Trener FC Barcelony po raz drugi wybrał się do szpitala aby zobaczyć jak miesiąc po operacji czuje się Éric Abidal. O wtorkowej wizycie w szpitalu informowaliśmy Was już wcześniej, ale teraz kataloński Sport ujawnia, że szkoleniowiec nie przyszedł do Abidala z pustymi rękoma.

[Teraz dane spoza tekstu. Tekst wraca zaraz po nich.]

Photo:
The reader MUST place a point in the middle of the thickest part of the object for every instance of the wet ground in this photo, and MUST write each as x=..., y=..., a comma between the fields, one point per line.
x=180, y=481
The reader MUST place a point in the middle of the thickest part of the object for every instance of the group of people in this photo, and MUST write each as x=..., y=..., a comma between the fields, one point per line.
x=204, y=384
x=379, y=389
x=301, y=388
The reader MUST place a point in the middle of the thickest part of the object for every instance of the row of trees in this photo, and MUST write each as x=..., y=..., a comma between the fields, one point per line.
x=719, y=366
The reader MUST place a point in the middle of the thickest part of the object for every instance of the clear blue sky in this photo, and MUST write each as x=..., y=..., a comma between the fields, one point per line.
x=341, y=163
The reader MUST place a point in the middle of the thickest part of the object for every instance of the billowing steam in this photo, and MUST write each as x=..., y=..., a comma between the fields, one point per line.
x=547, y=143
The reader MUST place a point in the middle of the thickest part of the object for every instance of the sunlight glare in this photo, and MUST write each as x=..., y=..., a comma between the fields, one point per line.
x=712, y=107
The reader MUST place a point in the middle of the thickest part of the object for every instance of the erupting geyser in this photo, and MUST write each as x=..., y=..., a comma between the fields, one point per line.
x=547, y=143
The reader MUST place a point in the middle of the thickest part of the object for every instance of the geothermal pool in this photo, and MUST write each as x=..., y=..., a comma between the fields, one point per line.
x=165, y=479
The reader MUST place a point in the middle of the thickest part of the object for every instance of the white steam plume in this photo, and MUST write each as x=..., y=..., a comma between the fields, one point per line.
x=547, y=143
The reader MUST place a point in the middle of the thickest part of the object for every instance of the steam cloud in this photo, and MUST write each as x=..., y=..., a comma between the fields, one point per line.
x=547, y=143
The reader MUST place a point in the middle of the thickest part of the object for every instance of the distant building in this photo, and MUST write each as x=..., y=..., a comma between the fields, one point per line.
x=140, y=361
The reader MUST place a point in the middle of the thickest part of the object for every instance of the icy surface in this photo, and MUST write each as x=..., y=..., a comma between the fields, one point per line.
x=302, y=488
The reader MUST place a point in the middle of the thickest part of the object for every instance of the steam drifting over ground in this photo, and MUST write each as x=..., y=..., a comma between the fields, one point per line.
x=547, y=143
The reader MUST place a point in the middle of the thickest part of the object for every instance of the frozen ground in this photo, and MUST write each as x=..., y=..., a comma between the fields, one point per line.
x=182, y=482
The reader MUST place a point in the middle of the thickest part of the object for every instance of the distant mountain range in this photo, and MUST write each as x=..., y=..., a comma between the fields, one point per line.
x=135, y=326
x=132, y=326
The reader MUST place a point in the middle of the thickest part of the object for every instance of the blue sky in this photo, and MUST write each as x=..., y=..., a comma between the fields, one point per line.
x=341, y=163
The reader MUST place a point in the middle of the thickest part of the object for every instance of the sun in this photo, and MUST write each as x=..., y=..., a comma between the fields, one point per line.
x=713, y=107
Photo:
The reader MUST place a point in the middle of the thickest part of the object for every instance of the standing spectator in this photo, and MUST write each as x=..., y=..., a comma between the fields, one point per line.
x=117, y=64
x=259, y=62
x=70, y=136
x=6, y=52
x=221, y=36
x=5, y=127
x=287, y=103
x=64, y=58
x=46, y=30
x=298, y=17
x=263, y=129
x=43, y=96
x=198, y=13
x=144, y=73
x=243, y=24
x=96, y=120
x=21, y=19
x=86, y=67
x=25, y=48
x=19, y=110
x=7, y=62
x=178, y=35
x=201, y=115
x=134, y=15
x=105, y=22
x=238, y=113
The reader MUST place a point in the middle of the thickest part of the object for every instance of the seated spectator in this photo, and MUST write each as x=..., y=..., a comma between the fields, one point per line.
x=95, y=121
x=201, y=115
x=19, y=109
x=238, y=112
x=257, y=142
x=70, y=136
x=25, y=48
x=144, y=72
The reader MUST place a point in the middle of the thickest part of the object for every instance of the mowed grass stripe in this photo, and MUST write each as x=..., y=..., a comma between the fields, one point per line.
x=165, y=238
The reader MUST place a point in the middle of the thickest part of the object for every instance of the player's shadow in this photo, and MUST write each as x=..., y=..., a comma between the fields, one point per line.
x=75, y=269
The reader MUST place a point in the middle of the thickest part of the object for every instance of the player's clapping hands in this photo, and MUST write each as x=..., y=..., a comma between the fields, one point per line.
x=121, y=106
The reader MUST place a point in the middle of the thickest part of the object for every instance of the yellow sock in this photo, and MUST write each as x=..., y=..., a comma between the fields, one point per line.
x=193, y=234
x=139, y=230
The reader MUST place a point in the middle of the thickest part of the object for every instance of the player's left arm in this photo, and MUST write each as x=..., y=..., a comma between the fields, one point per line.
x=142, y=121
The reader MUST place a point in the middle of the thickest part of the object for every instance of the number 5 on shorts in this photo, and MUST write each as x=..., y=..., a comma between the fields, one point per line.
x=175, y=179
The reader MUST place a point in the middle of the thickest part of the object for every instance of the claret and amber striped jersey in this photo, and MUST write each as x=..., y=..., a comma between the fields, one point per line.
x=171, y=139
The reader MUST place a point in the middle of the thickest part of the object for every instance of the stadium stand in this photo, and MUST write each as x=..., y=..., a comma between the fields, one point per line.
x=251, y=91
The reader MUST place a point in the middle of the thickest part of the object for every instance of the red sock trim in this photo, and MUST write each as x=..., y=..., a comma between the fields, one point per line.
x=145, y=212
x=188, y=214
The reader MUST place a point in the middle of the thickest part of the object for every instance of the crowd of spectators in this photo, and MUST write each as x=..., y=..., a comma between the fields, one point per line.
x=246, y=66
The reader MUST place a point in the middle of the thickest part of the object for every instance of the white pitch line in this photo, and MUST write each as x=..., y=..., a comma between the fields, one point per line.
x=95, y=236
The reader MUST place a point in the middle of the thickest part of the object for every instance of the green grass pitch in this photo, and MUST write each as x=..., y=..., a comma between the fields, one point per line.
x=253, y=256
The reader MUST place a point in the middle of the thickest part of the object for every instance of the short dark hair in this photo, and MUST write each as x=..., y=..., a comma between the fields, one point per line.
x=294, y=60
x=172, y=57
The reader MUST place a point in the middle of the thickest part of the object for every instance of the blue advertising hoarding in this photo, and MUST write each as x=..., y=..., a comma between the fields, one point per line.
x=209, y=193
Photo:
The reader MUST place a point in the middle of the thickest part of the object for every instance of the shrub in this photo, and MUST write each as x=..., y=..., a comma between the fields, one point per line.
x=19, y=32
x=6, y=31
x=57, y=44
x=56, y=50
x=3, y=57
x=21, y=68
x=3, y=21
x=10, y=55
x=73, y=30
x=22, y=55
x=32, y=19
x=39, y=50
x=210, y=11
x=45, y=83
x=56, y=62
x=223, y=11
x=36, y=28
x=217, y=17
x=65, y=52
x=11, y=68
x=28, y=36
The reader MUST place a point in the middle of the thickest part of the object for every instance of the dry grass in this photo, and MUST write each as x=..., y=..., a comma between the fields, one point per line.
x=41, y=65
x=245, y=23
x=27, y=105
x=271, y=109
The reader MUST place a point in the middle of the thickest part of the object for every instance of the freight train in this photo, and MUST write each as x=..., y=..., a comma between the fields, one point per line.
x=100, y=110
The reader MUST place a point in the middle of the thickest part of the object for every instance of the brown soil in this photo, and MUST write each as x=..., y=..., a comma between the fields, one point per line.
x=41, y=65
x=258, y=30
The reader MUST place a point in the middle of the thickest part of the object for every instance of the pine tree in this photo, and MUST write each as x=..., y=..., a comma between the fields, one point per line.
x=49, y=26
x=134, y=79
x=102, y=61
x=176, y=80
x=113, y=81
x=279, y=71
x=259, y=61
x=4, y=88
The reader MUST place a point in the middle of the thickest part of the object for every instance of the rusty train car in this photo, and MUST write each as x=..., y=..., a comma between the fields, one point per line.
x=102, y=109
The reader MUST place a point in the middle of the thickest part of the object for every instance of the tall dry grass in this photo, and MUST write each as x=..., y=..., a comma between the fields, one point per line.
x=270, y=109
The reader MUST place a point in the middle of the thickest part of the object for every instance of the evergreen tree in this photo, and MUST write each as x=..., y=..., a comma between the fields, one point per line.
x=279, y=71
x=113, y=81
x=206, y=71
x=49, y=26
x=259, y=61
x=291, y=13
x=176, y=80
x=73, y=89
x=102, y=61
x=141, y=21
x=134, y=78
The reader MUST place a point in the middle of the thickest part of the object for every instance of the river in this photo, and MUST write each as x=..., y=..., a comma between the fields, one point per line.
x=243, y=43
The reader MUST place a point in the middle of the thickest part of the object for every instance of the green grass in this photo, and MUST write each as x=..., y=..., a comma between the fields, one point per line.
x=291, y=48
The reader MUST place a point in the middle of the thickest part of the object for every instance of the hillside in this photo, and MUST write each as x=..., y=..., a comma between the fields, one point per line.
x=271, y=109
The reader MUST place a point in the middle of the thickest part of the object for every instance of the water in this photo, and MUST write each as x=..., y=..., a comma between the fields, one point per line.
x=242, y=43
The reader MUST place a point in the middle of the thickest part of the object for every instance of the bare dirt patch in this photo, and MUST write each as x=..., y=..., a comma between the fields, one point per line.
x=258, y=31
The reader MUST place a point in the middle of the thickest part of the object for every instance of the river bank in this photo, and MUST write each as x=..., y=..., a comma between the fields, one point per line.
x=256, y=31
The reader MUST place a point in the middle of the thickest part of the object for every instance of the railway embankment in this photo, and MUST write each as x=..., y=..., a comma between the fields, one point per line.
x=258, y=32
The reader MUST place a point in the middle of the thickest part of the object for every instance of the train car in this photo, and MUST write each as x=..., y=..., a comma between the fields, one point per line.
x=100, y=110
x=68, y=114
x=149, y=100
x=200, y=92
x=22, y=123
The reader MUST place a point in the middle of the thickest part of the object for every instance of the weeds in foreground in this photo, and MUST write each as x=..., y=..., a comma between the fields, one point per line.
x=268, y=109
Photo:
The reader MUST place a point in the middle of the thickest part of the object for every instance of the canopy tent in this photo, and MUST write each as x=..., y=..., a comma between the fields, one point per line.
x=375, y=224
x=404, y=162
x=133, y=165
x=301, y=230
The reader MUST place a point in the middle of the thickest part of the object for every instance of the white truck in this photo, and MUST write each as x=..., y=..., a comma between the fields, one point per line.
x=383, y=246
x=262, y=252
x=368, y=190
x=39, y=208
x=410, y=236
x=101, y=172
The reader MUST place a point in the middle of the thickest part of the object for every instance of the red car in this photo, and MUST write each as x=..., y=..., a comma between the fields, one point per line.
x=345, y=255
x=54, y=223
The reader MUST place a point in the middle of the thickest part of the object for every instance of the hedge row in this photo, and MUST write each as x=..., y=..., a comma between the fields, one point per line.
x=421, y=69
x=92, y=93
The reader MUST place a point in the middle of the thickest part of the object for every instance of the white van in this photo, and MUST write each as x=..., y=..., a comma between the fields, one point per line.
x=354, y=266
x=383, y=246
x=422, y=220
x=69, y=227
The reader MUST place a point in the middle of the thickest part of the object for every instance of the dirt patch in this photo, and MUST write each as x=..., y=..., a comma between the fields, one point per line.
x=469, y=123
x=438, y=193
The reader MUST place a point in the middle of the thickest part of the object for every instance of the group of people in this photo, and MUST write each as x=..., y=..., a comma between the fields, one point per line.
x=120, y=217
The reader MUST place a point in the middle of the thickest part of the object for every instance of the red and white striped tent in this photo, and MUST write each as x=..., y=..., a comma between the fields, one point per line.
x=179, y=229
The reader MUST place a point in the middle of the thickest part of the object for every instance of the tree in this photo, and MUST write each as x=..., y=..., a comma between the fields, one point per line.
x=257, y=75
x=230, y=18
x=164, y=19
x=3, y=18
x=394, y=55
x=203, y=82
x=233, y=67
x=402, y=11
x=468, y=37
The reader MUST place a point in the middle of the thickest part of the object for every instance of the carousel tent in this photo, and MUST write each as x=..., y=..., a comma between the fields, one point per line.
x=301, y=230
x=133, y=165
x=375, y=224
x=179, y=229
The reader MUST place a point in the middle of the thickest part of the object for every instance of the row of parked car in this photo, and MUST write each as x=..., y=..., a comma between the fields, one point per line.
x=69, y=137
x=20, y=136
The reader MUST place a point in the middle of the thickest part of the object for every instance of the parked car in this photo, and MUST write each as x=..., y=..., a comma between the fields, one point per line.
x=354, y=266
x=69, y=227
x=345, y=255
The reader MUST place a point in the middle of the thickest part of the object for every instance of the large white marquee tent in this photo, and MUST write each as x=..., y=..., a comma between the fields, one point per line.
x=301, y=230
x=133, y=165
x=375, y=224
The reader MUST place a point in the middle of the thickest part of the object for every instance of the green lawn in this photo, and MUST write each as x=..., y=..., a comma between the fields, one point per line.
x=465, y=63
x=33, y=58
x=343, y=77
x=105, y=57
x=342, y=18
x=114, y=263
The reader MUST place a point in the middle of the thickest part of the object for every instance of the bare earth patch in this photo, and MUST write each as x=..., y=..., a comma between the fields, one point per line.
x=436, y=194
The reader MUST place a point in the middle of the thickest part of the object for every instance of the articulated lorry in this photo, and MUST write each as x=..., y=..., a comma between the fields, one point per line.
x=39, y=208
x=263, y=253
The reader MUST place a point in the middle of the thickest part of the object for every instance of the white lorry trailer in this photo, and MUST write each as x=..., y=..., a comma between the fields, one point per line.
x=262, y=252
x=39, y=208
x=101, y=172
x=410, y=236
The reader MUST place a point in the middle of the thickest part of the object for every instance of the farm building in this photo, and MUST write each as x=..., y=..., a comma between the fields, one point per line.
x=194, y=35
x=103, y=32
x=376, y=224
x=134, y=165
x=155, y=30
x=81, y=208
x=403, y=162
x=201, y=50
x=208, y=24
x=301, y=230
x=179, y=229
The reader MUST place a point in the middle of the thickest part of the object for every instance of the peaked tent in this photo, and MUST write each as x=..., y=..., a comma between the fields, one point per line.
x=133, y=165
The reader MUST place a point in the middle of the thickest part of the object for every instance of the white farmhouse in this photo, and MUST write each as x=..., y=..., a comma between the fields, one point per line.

Pep Guardiola przyniósł Abidalowi książkę „Memòria d”uns ulls pintats” (kat. Wspomnienie pomalowanych oczu) autorstwa Lluísa Llacha. Podobnie jak po operacji swojego zawodnika, Guardiola wybrał się w odwiedziny aby sprawdzić jak czuje się francuski piłkarz. Tym razem jednak zatrzymał się przy księgarni, która znajduje się w pobliżu kliniki i wybrał dla niego niedawno opublikowaną książkę Llacha.
Innym przykładem udanej integracji Abidala ze społeczeństwem barcelońskim jest sam fakt, że trener z Santpedor nie miał żadnych skrupułów w wyborze książki – publikacja Lluísa Llacha jest napisana oczywiście po katalońsku. W rzeczywistości córki Abidala rozumieją perfekcyjnie ten język, a on sam także nie ma problemów z jego używaniem. Wyraźnie widać tutaj intencje Abidala, który wcześniej już wielokrotnie mówił, że po przejściu na emeryturę chciałby zamieszkać w Barcelonie.
A o czym jest powieść Llacha? Jest to opowieść prowadzona przez starca Germinala, który opowiada o przygodach jakich doświadczył w swoim życiu młodego filmowca. Głównymi bohaterami są czterej przyjaciele w wieku około dwudziestu lat, którzy rozwijają swoją przyjaźń, uczucia i ideały humanistyczne w Barcelonie w czasach istnienia Drugiej Republiki Hiszpańskiej. Wojna domowa brutalnie przerywa ich nadzieje i prowadzi na różne drogi.
Druga wizyta Guardioli u Abidala miała miejsce po tym jak Francuzowi udało się pokonać pewne komplikacje w procesie regeneracji po zabiegu. Wczoraj minął dokładnie jeden miesiąc odkąd Éric Abidal kontynuuje proces powrotu do zdrowia. Na wyraźne życzenie jego i jego rodziny, FC Barcelona szanuje jego dyskrecję i prywatność.